I would absolutely love if he'd planned it as a nice surprise for me. If he'd arranged to bake something that I liked and for us to go for a picnic somewhere (for example) that would be lovely.

I think this is your answer really.

Work, for most people, is somewhere between really stressful and just a bit crap at the moment.

He wanted to take some time for himself, to do something for himself and without having to consider anyone or anything else.

You are feeling equally frustrated at the moment but doing something nice for you wouldnt have the same mental health impact for him that doing something for himself would.

How would he respond if you asked him to take a day to have the children so you could do something nice for yourself and another so you could do something nice together?

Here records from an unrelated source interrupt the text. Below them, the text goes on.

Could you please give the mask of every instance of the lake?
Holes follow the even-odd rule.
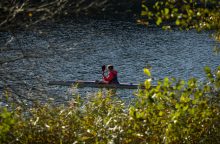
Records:
[[[29,98],[62,101],[71,90],[48,86],[49,81],[100,80],[104,64],[114,65],[120,82],[144,82],[143,68],[149,65],[154,83],[164,77],[203,81],[204,66],[215,69],[220,64],[211,34],[95,19],[44,23],[13,34],[0,32],[0,86],[7,83]]]

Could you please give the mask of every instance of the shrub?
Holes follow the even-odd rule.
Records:
[[[218,143],[220,67],[205,68],[207,81],[149,76],[131,105],[111,93],[68,106],[35,104],[31,109],[0,107],[1,143]],[[15,123],[16,121],[16,123]]]

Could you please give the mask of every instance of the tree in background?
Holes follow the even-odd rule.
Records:
[[[213,37],[220,41],[219,0],[142,0],[138,22],[148,25],[152,21],[164,29],[177,26],[186,30],[215,30]]]

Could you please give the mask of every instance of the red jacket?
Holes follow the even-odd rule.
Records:
[[[103,74],[104,82],[106,82],[106,83],[119,83],[118,78],[117,78],[117,73],[118,73],[117,71],[112,70],[109,72],[107,77]]]

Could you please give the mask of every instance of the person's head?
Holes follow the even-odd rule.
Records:
[[[109,71],[112,71],[114,69],[113,65],[108,65],[107,68]]]

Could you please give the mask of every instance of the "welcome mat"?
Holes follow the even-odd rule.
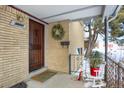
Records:
[[[57,72],[47,70],[47,71],[45,71],[45,72],[43,72],[41,74],[38,74],[38,75],[32,77],[32,79],[40,81],[40,82],[45,82],[46,80],[48,80],[49,78],[54,76],[56,73]]]

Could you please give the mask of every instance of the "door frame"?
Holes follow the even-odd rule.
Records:
[[[40,24],[40,25],[42,25],[43,26],[43,55],[41,55],[41,56],[43,56],[42,58],[43,58],[43,66],[41,66],[41,68],[43,68],[44,66],[45,66],[45,25],[44,24],[42,24],[42,23],[40,23],[40,22],[37,22],[37,21],[35,21],[35,20],[33,20],[32,18],[29,18],[29,33],[30,33],[30,20],[31,21],[34,21],[34,22],[36,22],[37,24]],[[28,37],[29,38],[29,43],[28,43],[28,45],[30,44],[30,37]],[[30,46],[29,46],[30,47]],[[30,59],[30,48],[28,48],[29,49],[29,58],[28,59]],[[29,64],[30,64],[30,60],[29,60]],[[42,64],[41,64],[42,65]],[[28,65],[28,67],[29,67],[29,69],[30,69],[30,65]],[[40,68],[40,69],[41,69]],[[34,70],[34,71],[29,71],[29,73],[32,73],[32,72],[35,72],[35,71],[38,71],[38,70],[40,70],[40,69],[37,69],[37,70]]]

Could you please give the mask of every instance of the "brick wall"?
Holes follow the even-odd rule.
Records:
[[[64,38],[62,41],[69,40],[69,21],[57,22],[63,26],[65,31]],[[60,45],[61,40],[54,40],[51,31],[52,27],[57,23],[50,23],[48,26],[48,35],[47,35],[47,46],[46,46],[46,62],[48,69],[59,71],[59,72],[69,72],[69,61],[68,61],[68,52],[69,49],[62,47]]]
[[[24,17],[25,29],[10,25],[17,14]],[[0,87],[10,87],[28,76],[28,25],[27,15],[0,5]]]

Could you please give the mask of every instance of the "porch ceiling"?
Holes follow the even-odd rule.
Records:
[[[48,23],[77,20],[103,14],[103,5],[15,5]]]

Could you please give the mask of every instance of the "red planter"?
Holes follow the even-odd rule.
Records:
[[[91,76],[96,76],[98,74],[95,70],[99,70],[99,68],[90,68]]]

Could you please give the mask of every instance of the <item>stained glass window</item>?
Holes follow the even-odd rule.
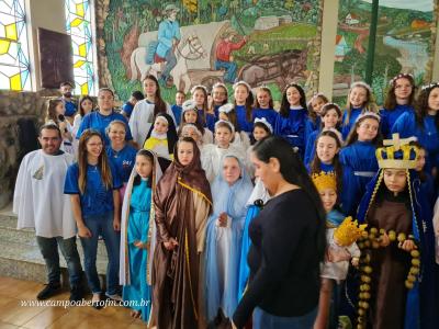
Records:
[[[0,0],[0,89],[31,88],[24,0]]]
[[[71,35],[76,94],[95,94],[91,1],[65,0],[66,30]]]

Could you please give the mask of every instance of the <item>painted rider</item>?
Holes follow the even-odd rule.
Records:
[[[237,65],[233,60],[232,52],[243,48],[248,39],[246,35],[239,42],[234,42],[237,35],[235,31],[229,30],[224,32],[215,52],[215,70],[225,69],[224,81],[230,83],[235,82],[237,69]]]
[[[158,25],[158,45],[155,61],[166,61],[159,79],[161,86],[167,84],[170,72],[177,65],[175,49],[181,39],[180,25],[176,21],[179,11],[180,9],[172,3],[166,5],[166,19]]]

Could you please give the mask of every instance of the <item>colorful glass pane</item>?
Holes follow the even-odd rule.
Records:
[[[95,94],[93,39],[89,0],[65,0],[66,30],[71,36],[75,92]]]
[[[25,0],[0,0],[0,89],[31,90]]]

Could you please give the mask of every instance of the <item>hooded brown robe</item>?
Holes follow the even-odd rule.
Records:
[[[176,159],[157,184],[154,195],[157,224],[157,246],[153,263],[153,318],[158,329],[196,328],[202,321],[200,309],[201,253],[212,196],[200,149],[192,138],[193,160],[182,166]],[[173,250],[162,242],[178,241]]]

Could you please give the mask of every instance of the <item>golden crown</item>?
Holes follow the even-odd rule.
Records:
[[[312,179],[317,191],[323,191],[326,189],[333,189],[337,191],[336,174],[333,171],[320,171],[320,173],[313,173]]]
[[[392,139],[385,139],[383,147],[376,149],[376,160],[380,168],[414,169],[416,167],[418,148],[409,145],[416,137],[399,138],[393,134]]]
[[[347,247],[357,241],[364,231],[368,224],[358,225],[352,217],[346,217],[345,220],[334,230],[334,241],[341,247]]]

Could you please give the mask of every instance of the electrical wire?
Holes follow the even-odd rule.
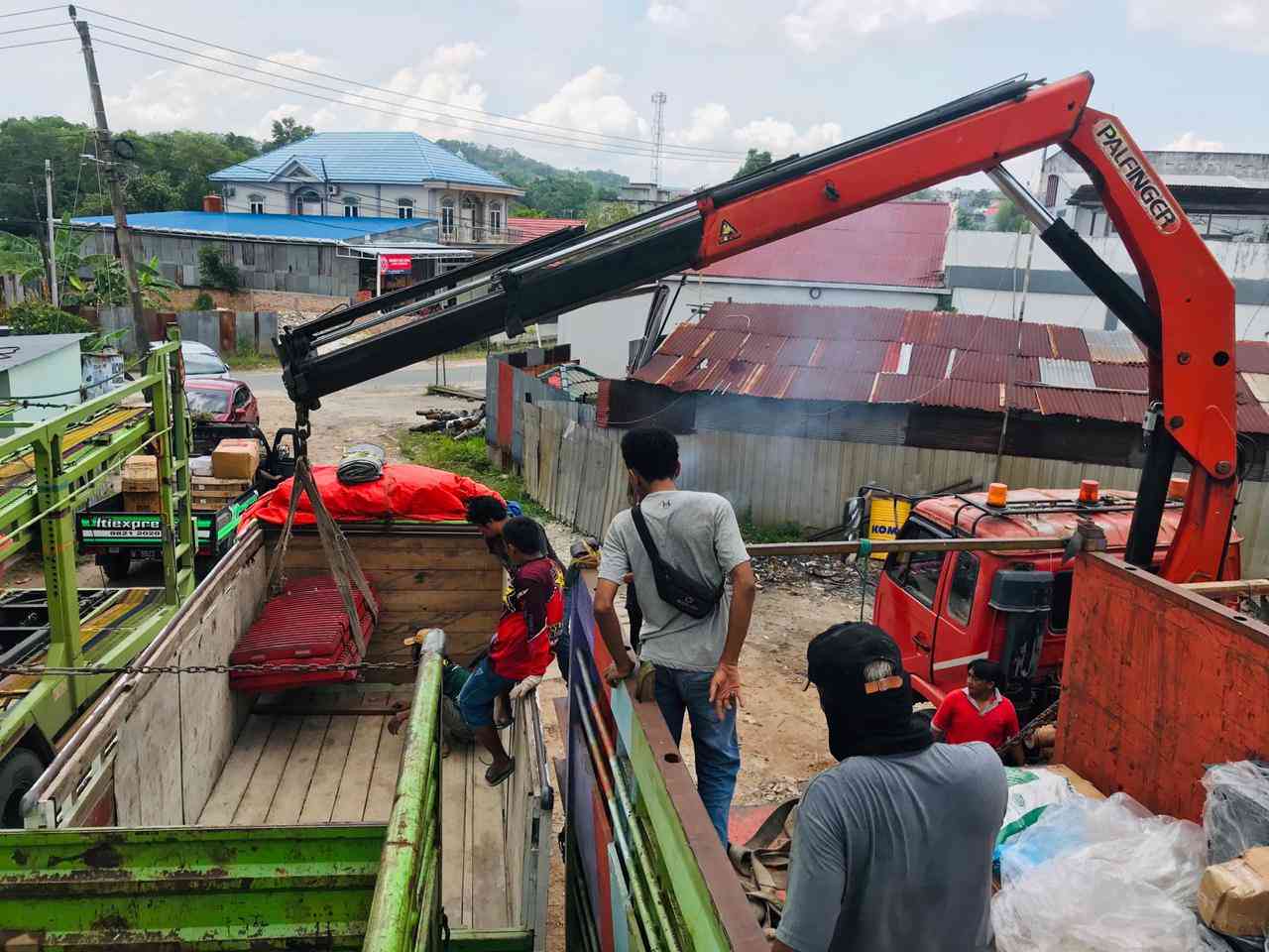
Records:
[[[201,53],[201,52],[198,52],[195,50],[187,50],[185,47],[174,46],[171,43],[164,43],[164,42],[157,41],[157,39],[151,39],[148,37],[137,36],[136,33],[127,33],[124,30],[114,29],[112,27],[103,27],[103,25],[98,24],[96,29],[102,30],[102,32],[107,32],[107,33],[113,33],[115,36],[127,37],[129,39],[136,39],[136,41],[140,41],[142,43],[148,43],[151,46],[162,47],[165,50],[173,50],[175,52],[184,53],[187,56],[197,56],[197,57],[203,58],[203,60],[211,60],[212,62],[217,62],[217,63],[221,63],[223,66],[232,66],[232,67],[235,67],[237,70],[247,70],[250,72],[256,72],[256,74],[259,74],[261,76],[269,76],[272,79],[280,79],[280,80],[286,80],[287,83],[298,83],[298,84],[305,85],[305,86],[312,86],[313,89],[321,89],[321,90],[325,90],[327,93],[335,93],[336,95],[353,96],[355,99],[365,99],[368,102],[383,103],[386,105],[397,105],[397,103],[396,103],[395,99],[381,99],[381,98],[377,98],[377,96],[367,95],[364,93],[352,93],[352,91],[349,91],[346,89],[341,89],[341,88],[336,88],[336,86],[326,86],[326,85],[322,85],[320,83],[312,83],[311,80],[303,80],[303,79],[298,79],[298,77],[294,77],[294,76],[279,75],[279,74],[269,71],[269,70],[260,70],[260,69],[256,69],[254,66],[246,66],[244,63],[239,63],[239,62],[235,62],[232,60],[223,60],[223,58],[217,57],[217,56],[211,56],[208,53]],[[254,57],[254,58],[260,58],[260,57]],[[265,60],[265,62],[270,62],[272,63],[273,61],[272,60]],[[197,66],[195,63],[187,63],[187,65]],[[277,65],[280,66],[282,63],[277,63]],[[338,80],[336,79],[336,81],[346,81],[346,80]],[[360,84],[358,84],[358,85],[360,85]],[[374,88],[371,86],[371,89],[374,89]],[[411,95],[407,95],[407,94],[397,94],[396,95],[396,99],[415,99],[415,98],[416,96],[411,96]],[[424,102],[431,102],[431,100],[424,100]],[[360,105],[360,104],[359,103],[349,103],[349,105]],[[404,107],[398,107],[398,108],[404,108]],[[489,121],[489,119],[464,119],[462,117],[450,116],[448,113],[425,112],[425,110],[419,110],[416,108],[411,109],[411,114],[415,116],[415,117],[418,117],[418,118],[420,118],[420,119],[424,119],[426,122],[439,122],[442,124],[457,126],[459,128],[467,128],[471,124],[477,124],[477,126],[487,126],[489,127],[487,131],[499,132],[499,133],[505,133],[509,129],[513,131],[513,132],[525,132],[525,133],[530,132],[529,129],[519,129],[519,128],[515,128],[515,127],[508,127],[508,126],[504,126],[501,123],[496,123],[496,122],[492,122],[492,121]],[[480,129],[480,131],[486,131],[486,129]],[[605,141],[604,140],[604,133],[590,133],[590,132],[577,131],[576,133],[571,133],[571,135],[575,135],[575,136],[586,136],[589,138],[574,140],[574,138],[567,138],[567,137],[563,137],[563,136],[557,136],[557,135],[553,135],[553,133],[537,133],[536,137],[533,140],[529,140],[529,141],[537,141],[537,142],[541,142],[542,145],[552,145],[552,146],[582,146],[582,145],[585,145],[585,146],[590,146],[590,147],[603,149],[604,151],[609,151],[608,146],[621,145],[621,143],[617,143],[617,142]],[[651,143],[643,142],[641,140],[629,140],[629,141],[634,142],[634,143],[638,143],[638,146],[641,149],[643,149],[643,150],[648,150],[647,152],[640,152],[641,157],[648,157],[648,156],[651,156],[651,154],[652,154],[652,151],[651,151],[652,150],[652,145]],[[624,149],[629,149],[629,146],[623,146],[623,147]],[[674,145],[671,145],[671,146],[662,146],[662,155],[665,157],[669,157],[669,159],[693,159],[693,157],[709,156],[711,159],[714,159],[716,161],[720,161],[720,162],[721,161],[733,162],[733,161],[736,161],[737,159],[741,157],[736,152],[723,152],[722,150],[698,150],[695,146],[674,146]]]
[[[14,10],[13,13],[0,13],[0,20],[6,20],[10,17],[29,17],[33,13],[48,13],[49,10],[65,10],[65,4],[56,4],[55,6],[36,6],[30,10]]]
[[[70,39],[74,39],[74,37],[70,37]],[[46,41],[46,42],[62,42],[62,41]],[[282,93],[291,93],[292,95],[308,96],[310,99],[317,99],[317,100],[321,100],[324,103],[334,103],[335,105],[344,105],[344,107],[350,107],[350,108],[354,108],[354,109],[363,109],[365,112],[378,113],[381,116],[391,116],[391,117],[397,118],[397,119],[415,119],[415,121],[424,121],[424,122],[437,122],[438,124],[442,124],[442,126],[453,126],[456,128],[467,128],[468,127],[468,123],[464,123],[462,121],[445,122],[443,119],[430,118],[426,114],[421,114],[421,113],[409,113],[409,112],[400,112],[400,110],[391,110],[391,109],[378,109],[376,107],[365,105],[363,103],[350,103],[350,102],[348,102],[346,96],[358,96],[358,94],[355,94],[355,93],[344,93],[343,94],[344,98],[326,96],[326,95],[321,95],[319,93],[310,93],[308,90],[305,90],[305,89],[294,89],[293,86],[280,86],[280,85],[278,85],[275,83],[265,83],[264,80],[250,79],[250,77],[242,76],[240,74],[226,72],[223,70],[214,70],[211,66],[202,66],[199,63],[193,63],[193,62],[187,62],[187,61],[183,61],[183,60],[176,60],[175,57],[164,56],[162,53],[156,53],[156,52],[154,52],[151,50],[138,50],[137,47],[128,46],[127,43],[115,43],[112,39],[98,38],[96,43],[99,43],[100,46],[114,47],[117,50],[127,50],[128,52],[138,53],[141,56],[150,56],[150,57],[154,57],[156,60],[164,60],[166,62],[171,62],[171,63],[175,63],[178,66],[185,66],[185,67],[192,69],[192,70],[202,70],[203,72],[211,72],[211,74],[213,74],[216,76],[225,76],[227,79],[239,80],[241,83],[251,83],[254,85],[265,86],[268,89],[275,89],[275,90],[279,90]],[[8,47],[0,47],[0,50],[5,50],[5,48],[8,48]],[[211,57],[211,58],[214,58],[214,57]],[[220,62],[223,62],[223,61],[220,61]],[[239,63],[233,63],[233,65],[237,66],[239,69],[247,69],[247,67],[244,67],[244,66],[241,66]],[[284,79],[287,81],[299,81],[299,80],[292,80],[291,77],[286,77],[286,76],[279,77],[279,79]],[[607,147],[595,146],[595,145],[585,145],[582,142],[563,142],[563,141],[556,142],[556,141],[544,140],[542,137],[534,137],[534,136],[516,136],[516,135],[510,133],[510,132],[500,132],[499,135],[503,138],[511,138],[511,140],[516,140],[516,141],[522,141],[522,142],[533,142],[536,145],[551,145],[551,146],[557,146],[557,147],[563,147],[563,149],[581,149],[582,151],[607,152],[607,154],[610,154],[610,155],[623,155],[623,156],[631,156],[631,157],[637,157],[637,159],[648,159],[654,154],[651,146],[647,146],[643,151],[632,151],[632,150],[622,150],[622,149],[607,149]],[[731,164],[731,162],[735,161],[735,159],[704,157],[704,156],[702,156],[702,157],[694,157],[694,156],[678,156],[678,155],[674,156],[674,159],[676,161],[706,162],[706,164],[716,164],[716,165],[717,164],[722,164],[722,162]]]
[[[49,43],[70,43],[75,37],[62,37],[61,39],[36,39],[30,43],[10,43],[9,46],[0,46],[0,50],[22,50],[28,46],[48,46]]]
[[[590,137],[595,137],[595,138],[612,140],[612,141],[617,141],[617,142],[631,142],[631,143],[640,145],[640,146],[648,146],[650,145],[646,140],[634,138],[632,136],[619,136],[619,135],[609,133],[609,132],[588,132],[586,129],[579,129],[579,128],[570,127],[570,126],[558,126],[556,123],[549,123],[549,122],[538,122],[536,119],[516,118],[516,117],[513,117],[513,116],[506,116],[505,113],[495,113],[495,112],[490,112],[487,109],[477,109],[477,108],[470,107],[470,105],[458,105],[458,104],[454,104],[454,103],[445,103],[445,102],[442,102],[439,99],[429,99],[426,96],[410,95],[410,94],[406,94],[406,93],[400,93],[398,90],[386,89],[383,86],[374,86],[374,85],[371,85],[371,84],[367,84],[367,83],[362,83],[359,80],[353,80],[353,79],[348,79],[348,77],[344,77],[344,76],[335,76],[335,75],[331,75],[331,74],[327,74],[327,72],[321,72],[320,70],[310,70],[310,69],[306,69],[303,66],[294,66],[292,63],[278,62],[277,60],[270,60],[269,57],[265,57],[265,56],[259,56],[256,53],[249,53],[249,52],[246,52],[244,50],[235,50],[233,47],[221,46],[218,43],[208,42],[204,38],[192,37],[192,36],[188,36],[185,33],[176,33],[175,30],[161,29],[160,27],[152,27],[152,25],[146,24],[146,23],[140,23],[138,20],[129,20],[126,17],[117,17],[115,14],[109,14],[109,13],[105,13],[103,10],[95,10],[95,9],[90,8],[90,6],[81,6],[80,9],[81,10],[88,10],[89,13],[98,14],[99,17],[107,17],[107,18],[109,18],[112,20],[118,20],[121,23],[128,23],[128,24],[131,24],[133,27],[140,27],[140,28],[147,29],[147,30],[150,30],[152,33],[161,33],[164,36],[176,37],[178,39],[184,39],[184,41],[190,42],[190,43],[201,43],[201,44],[211,47],[213,50],[221,50],[221,51],[227,52],[227,53],[233,53],[235,56],[245,56],[245,57],[247,57],[250,60],[258,60],[260,62],[266,62],[266,63],[270,63],[272,66],[277,66],[279,69],[293,70],[296,72],[305,72],[305,74],[307,74],[310,76],[317,76],[320,79],[330,80],[330,81],[334,81],[334,83],[344,83],[344,84],[349,84],[349,85],[354,85],[354,86],[360,86],[362,89],[369,89],[369,90],[373,90],[376,93],[387,93],[388,95],[392,95],[392,96],[398,96],[398,98],[405,98],[405,99],[414,99],[414,100],[418,100],[420,103],[429,103],[430,105],[438,105],[438,107],[443,107],[445,109],[453,109],[453,110],[458,110],[458,112],[473,113],[476,116],[490,116],[490,117],[499,118],[499,119],[506,119],[509,122],[522,123],[524,126],[537,126],[539,128],[556,129],[556,131],[560,131],[560,132],[567,132],[570,135],[590,136]],[[100,29],[108,29],[108,28],[107,27],[100,27]],[[124,36],[128,36],[128,34],[124,34]],[[154,41],[154,39],[146,39],[145,42],[157,43],[157,41]],[[270,75],[274,75],[274,74],[270,74]],[[726,150],[708,149],[708,147],[704,147],[704,146],[665,146],[665,149],[675,149],[675,150],[680,150],[680,151],[692,151],[692,152],[700,152],[700,154],[717,154],[720,156],[727,156],[730,159],[742,159],[744,157],[740,152],[728,152]]]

As someone else said, no one has much else to spend their annual leave on at the moment and maybe he didnt mention it because he knew you'd want to do something together and he just needed some frivolous 'me time'?

I know I do sometimes!

GardenSwing · 23/11/2020 05:34

I know some women love to come on here and make themselves feel superior to the other women who post their issues, but despite that thought I would dare to post, as I wanted opinions from people other than the automatic criticisers. Thanks for not disappointing though.

So you wanted to just bitch about him then?

Because my experience is that MN is pretty brutal when it comes to pointing out the shortcomings of men. Perhaps take something from the fact people arent doing that here.

Limpshade · 23/11/2020 06:43

I'm reading that there's more going on here than not telling you about a day off.

You don't seem to have a very high opinion of him at all, and meanwhile he won't speak to you - I can work out whether he's giving you the silent treatment unnecessarily or keeping schtum because he senses you're about to start an argument.

What he's baking is surely a nonissue - if you don't like it, then presumably you don't bake it either - and maybe he wants to learn how to do it himself?

You both sound pretty miserable, to be honest. Is this a case of the straw breaking the camel's back?

NeverTwerkNaked · 23/11/2020 06:51

Maybe he is just burnt out?
He's not expecting you to bake the thing you don't like, he's baking it for himself. And why not? Surely he should be allowed to make things he enjoys ? Presumably it would be worse if he expected you to make it for him!

KatherineJaneway · 23/11/2020 07:00

Sorry but it sounds like he wanted a day off and didn't want to spend it with you in any way I.e. baking something you actively dislike.